For many years, it seemed Michael made a mistake to make a career in baseball, because anyone who had seen Gene Michael play basketball and baseball knew that he was better at basketball. Michael himself preferred basketball. Almost 6-foot-3 and stronger than his slender build might suggest, Michael could shoot and play defense, and he liked basketball better because you could practice by yourself; a ball and a basket and you were in business. Baseball required too many players. But he wanted to play professional sports and baseball seemed like a more stable employment option; the major and minor leagues were better established. He signed with the Pirates for $25,000, but never felt fully confident, the way he did in basketball. Playing in the Class B Carolina League in 1962, Michael faced a Durham Bulls pitcher named Wally Wolf and was completely overwhelmed by Wolf’s fastball; nobody could hit that stuff, he thought. Wolf was subsequently promoted to Class AAA, where hitters pounded him, and Michael was appalled. If Wally Wolf can’t get to the majors with that fastball, Michael thought, how am I going to hit major league pitchers?

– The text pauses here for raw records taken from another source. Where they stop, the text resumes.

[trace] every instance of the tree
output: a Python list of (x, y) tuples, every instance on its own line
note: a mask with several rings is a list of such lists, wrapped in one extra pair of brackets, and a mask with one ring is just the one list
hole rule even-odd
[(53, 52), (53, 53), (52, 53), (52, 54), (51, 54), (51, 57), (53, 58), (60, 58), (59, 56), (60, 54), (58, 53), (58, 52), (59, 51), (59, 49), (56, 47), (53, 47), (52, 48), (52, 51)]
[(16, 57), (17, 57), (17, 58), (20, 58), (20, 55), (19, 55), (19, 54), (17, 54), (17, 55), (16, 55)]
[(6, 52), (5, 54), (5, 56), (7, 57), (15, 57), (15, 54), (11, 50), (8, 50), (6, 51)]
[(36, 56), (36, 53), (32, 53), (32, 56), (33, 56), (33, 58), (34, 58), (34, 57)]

Michael had a strong second season in the minors, though, batting .324 and stealing 36 bases, and in that winter, as 1961 became 1962, he played basketball in Akron – and was recommended to the Detroit Pistons, who had lost a couple of guards to injuries. Michael was offered a two-year contract that would have offset his baseball signing bonus. But this was before players had agents and lawyers to represent them in negotiations, and Michael knew that his baseball contract specifically forbade him from pursuing a basketball career. “Nowadays, you see players get out of that kind of contract all the time,” Michael said years later. “But I was scared.”